DNA and genetic research has become a topic of great interest in the 21st century. DNA forms the basis of all living things, and plays a vital role in the development of chronic disease. Genetic testing is the study of DNA, and is used to identify variations in genes and genetic expression. Genetic testing can help health specialists understand and solve many of the health issues we face today. 
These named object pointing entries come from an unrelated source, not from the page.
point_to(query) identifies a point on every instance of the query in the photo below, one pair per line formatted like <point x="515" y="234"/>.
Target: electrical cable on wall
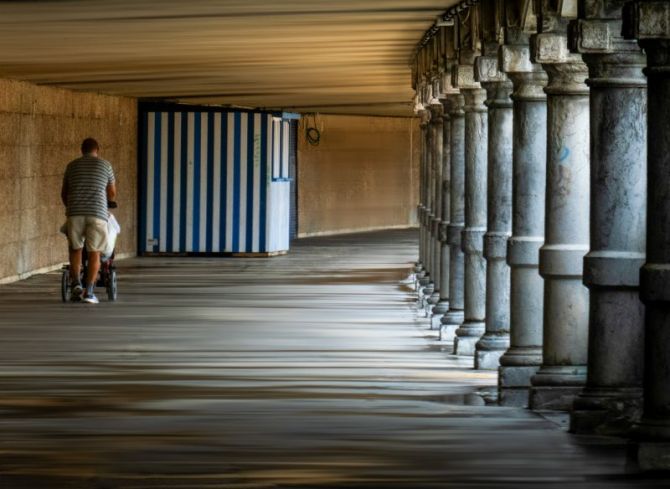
<point x="312" y="134"/>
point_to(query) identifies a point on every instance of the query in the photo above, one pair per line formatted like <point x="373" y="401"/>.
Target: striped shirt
<point x="86" y="181"/>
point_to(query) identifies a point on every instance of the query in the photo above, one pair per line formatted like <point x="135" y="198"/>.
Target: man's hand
<point x="63" y="194"/>
<point x="111" y="191"/>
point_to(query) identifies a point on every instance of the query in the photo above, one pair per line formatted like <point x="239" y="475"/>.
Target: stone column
<point x="649" y="22"/>
<point x="421" y="209"/>
<point x="442" y="307"/>
<point x="612" y="399"/>
<point x="424" y="277"/>
<point x="437" y="131"/>
<point x="476" y="141"/>
<point x="566" y="300"/>
<point x="495" y="340"/>
<point x="427" y="287"/>
<point x="453" y="319"/>
<point x="524" y="356"/>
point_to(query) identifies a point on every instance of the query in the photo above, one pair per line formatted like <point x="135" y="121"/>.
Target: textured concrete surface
<point x="304" y="371"/>
<point x="363" y="174"/>
<point x="41" y="130"/>
<point x="349" y="56"/>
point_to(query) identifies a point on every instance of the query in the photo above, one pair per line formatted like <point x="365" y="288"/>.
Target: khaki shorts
<point x="89" y="229"/>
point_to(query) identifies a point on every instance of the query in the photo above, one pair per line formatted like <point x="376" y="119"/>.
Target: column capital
<point x="436" y="113"/>
<point x="498" y="87"/>
<point x="598" y="36"/>
<point x="647" y="20"/>
<point x="474" y="99"/>
<point x="515" y="58"/>
<point x="551" y="48"/>
<point x="486" y="70"/>
<point x="463" y="77"/>
<point x="454" y="104"/>
<point x="424" y="116"/>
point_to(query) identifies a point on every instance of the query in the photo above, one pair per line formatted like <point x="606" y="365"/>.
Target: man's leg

The way in which our genes are expressed influence our susceptibility to the onset of genetic disorders like cystic fibrosis, heart disease, etc. This article will take a deeper look into the genetic variabilities that affect our health status as individuals, as well as the tools used to identify these predispositions.

What is DNA?

DNA molecules are composed of 2 polynucleotide chains that wrap around proteins called histones to form a double helix. DNA is the centre for information that contains the code holding instructions for biological functioning, development, growth and reproduction. 
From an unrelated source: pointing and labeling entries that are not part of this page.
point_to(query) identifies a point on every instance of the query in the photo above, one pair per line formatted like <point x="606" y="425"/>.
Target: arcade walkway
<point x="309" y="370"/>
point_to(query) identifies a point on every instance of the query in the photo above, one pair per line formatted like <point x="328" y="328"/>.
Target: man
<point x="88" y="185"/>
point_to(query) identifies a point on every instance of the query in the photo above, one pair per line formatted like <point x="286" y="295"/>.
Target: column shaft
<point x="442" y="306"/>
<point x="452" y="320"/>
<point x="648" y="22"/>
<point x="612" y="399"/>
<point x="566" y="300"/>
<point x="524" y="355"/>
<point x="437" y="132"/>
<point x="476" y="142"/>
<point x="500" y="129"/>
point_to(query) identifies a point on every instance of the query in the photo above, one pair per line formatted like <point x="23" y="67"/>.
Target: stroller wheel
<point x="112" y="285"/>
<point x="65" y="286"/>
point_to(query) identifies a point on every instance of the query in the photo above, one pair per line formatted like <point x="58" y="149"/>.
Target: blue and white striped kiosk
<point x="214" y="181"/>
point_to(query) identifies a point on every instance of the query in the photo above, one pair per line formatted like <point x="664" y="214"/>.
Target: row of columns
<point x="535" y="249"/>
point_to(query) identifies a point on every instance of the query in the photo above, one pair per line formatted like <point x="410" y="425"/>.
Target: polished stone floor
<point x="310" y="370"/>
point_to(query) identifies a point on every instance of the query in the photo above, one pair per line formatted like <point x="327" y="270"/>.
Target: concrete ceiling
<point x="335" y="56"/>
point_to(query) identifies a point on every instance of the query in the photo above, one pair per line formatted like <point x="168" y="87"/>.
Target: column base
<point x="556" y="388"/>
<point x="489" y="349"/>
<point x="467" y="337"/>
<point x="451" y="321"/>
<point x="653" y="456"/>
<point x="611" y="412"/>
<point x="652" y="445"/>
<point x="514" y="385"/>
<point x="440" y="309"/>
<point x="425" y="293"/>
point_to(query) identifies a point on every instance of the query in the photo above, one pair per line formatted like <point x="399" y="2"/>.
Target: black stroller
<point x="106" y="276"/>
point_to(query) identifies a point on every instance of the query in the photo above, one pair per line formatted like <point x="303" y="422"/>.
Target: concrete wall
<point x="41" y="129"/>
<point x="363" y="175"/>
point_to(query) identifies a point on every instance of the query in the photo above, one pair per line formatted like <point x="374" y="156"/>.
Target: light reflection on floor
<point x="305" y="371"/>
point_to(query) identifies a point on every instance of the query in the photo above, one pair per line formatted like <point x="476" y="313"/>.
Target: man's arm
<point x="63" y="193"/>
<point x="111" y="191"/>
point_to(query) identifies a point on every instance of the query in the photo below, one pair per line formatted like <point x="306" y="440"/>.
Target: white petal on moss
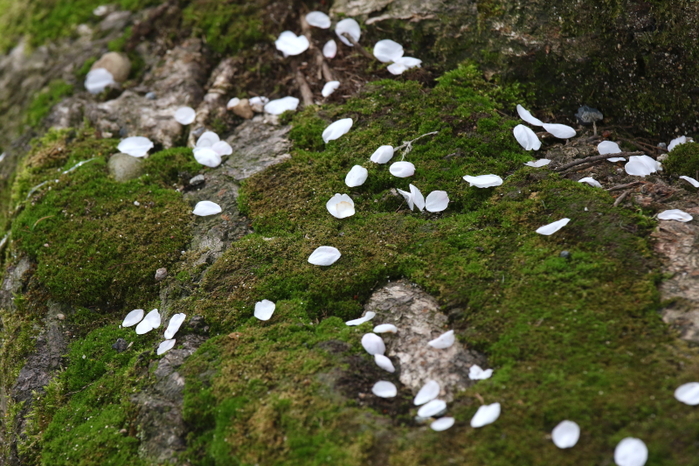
<point x="526" y="137"/>
<point x="525" y="115"/>
<point x="324" y="255"/>
<point x="443" y="423"/>
<point x="290" y="44"/>
<point x="329" y="88"/>
<point x="279" y="106"/>
<point x="476" y="373"/>
<point x="608" y="147"/>
<point x="553" y="227"/>
<point x="675" y="214"/>
<point x="98" y="80"/>
<point x="402" y="169"/>
<point x="591" y="181"/>
<point x="565" y="434"/>
<point x="688" y="393"/>
<point x="356" y="176"/>
<point x="318" y="19"/>
<point x="559" y="131"/>
<point x="486" y="414"/>
<point x="387" y="51"/>
<point x="365" y="318"/>
<point x="330" y="49"/>
<point x="337" y="129"/>
<point x="205" y="208"/>
<point x="443" y="341"/>
<point x="631" y="452"/>
<point x="135" y="146"/>
<point x="437" y="201"/>
<point x="350" y="27"/>
<point x="174" y="325"/>
<point x="132" y="318"/>
<point x="185" y="115"/>
<point x="373" y="343"/>
<point x="384" y="363"/>
<point x="427" y="393"/>
<point x="207" y="156"/>
<point x="382" y="155"/>
<point x="165" y="346"/>
<point x="433" y="408"/>
<point x="384" y="389"/>
<point x="264" y="309"/>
Chromosomes contain DNA that we find in the nucleus of each cell. Each person has exactly 23 pairs of chromosomes. One pair is the sex chromosomes (X and Y chromosomes), and the other 22 pairs are non-sex (autosomal) chromosomes. Each chromosome is made up of strands of DNA that hold genetic information for coding of biological molecules. This information is vital, as it codes for the production of certain proteins in the body.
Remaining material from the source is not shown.